English • Years 8-13 • Argument writing
Use this handout to make argument structure visible. PEEL helps ākonga move from “I think...” into a paragraph that actually convinces a reader through a clear point, relevant evidence, precise explanation, and a strong link back to the main claim.
This page already contains the structure, model, planning frame, and self-check. Te Wānanga becomes useful when you want PEEL rebuilt around a class topic, a different age group, or more scaffolded support for one writing group.
If the lesson mentions PEEL, evidence, explanation, or paragraph planning, those materials are already on this page and ready to print.
The companion page makes the English links explicit around persuasive writing, paragraph sequencing, audience and purpose, and supporting ideas with carefully chosen detail.
PEEL is useful because it makes the invisible moves of strong writing visible. Students often have an idea but not a structure that helps a reader follow their thinking. This frame slows the writing down enough for reasoning to appear on the page.
In Aotearoa contexts, PEEL is especially useful for issue-based writing where students are weighing social, environmental, and cultural questions. It supports thoughtful argument rather than loud opinion. Through a mātauranga Māori lens, persuasive writing can still be strong while showing manaakitanga, context, and responsibility to the people and kaupapa being discussed.

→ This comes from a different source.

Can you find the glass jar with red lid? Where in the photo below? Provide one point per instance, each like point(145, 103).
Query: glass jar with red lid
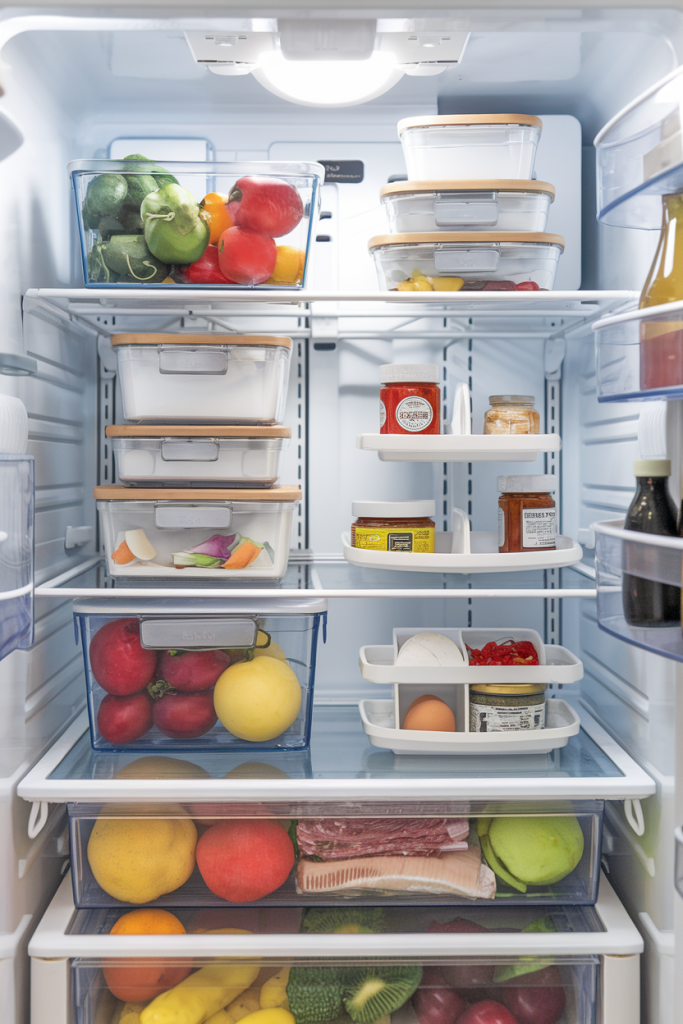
point(410, 398)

State the main idea of the paragraph clearly.
Use a fact, example, observation, quote, or detail that supports the point.
Explain why the evidence matters and how it strengthens the point.
Connect the paragraph back to the wider argument, thesis, or purpose.
Point: Schools should strengthen access to te reo Māori because language learning helps students understand the country they live in.
Evidence: More schools across Aotearoa are using bilingual signage, waiata, and structured language learning so te reo Māori is visible in everyday school life rather than kept at the edge.
Explanation: This matters because language is tied to identity, belonging, and respect. When students see and hear te reo Māori used regularly, they learn that it is a living taonga and part of public life, not an optional extra.
Link: Therefore, strengthening access to te reo Māori supports both learning and a more culturally grounded education in Aotearoa.
My point is:
My evidence is:
This evidence matters because:
This links back to my wider argument because:
If you are ready, add one sentence that shows you have considered an opposing view.
Sentence frame: Some people might argue that ... However, this does not outweigh the point that ...
Level 3–4: Read and interpret a range of texts for meaning and purpose; identify author intent, text structure, and language choices; write clearly for specific audiences and purposes using appropriate conventions.
Level 3–4: Understand how texts construct knowledge and perspective; evaluate the credibility and purpose of different sources; communicate ideas and findings effectively in written and oral forms.
In te ao Māori, language — reo — is a taonga: a treasure that carries culture, identity, and whakapapa across generations. The ability to speak clearly, to argue persuasively, to read critically, and to write with purpose are not simply academic skills — they are forms of mana in action. Māori oratory (whaikōrero) has always valued precision, evidence, and the ability to locate one's argument within a broader cultural and ancestral context. Students who develop strong literacy skills are developing the same capacities that made great orators powerful: the ability to be heard, understood, and taken seriously in any room they enter.
This handout is designed to be used alongside the broader unit resources available at Te Kete Ako handouts library. Related resources from the same unit are linked in the unit planner. All resources are provided — no additional preparation is required to use this handout in your classroom.
Students will engage with this resource to build core literacy skills — reading comprehension, writing craft, and oral language — grounded in the rich storytelling traditions of Aotearoa New Zealand and the literacy practices that empower rangatahi voice.
Scaffold support: Provide sentence starters, word banks, or graphic organisers for entry-level access. Model think-alouds before independent tasks. Offer extension challenges that deepen analysis — for example, comparing the author's craft choices across two texts or writing an additional stanza or paragraph.
ELL / ESOL: Pre-teach key vocabulary before reading. Allow students to annotate in their home language first, then translate key ideas. Use shared reading and think-pair-share structures to lower the stakes for language production. Bilingual glossaries and visual text supports help bridge comprehension.
Inclusion: Chunk reading and writing tasks into manageable steps. Offer multimodal options — oral, visual, or digital — for students to demonstrate understanding. Neurodiverse learners benefit from clear task structures and explicit success criteria. Affirm diverse linguistic and cultural backgrounds as assets, not deficits.
Mātauranga Māori lens: Literacy in Te Ao Māori encompasses tātai kōrero (the arrangement of speech), waiata, whakataukī, and the deep art of kōrero — storytelling as knowledge transmission. Encourage students to see their own family stories and community knowledge as valid literacy texts. Karakia opens and closes learning with intention. Tātai kōrero honours the voice.
Prior knowledge: Adaptable across year levels. No specialist prior knowledge required for entry-level engagement. Teachers may wish to pre-read the resource and anticipate vocabulary that needs pre-teaching.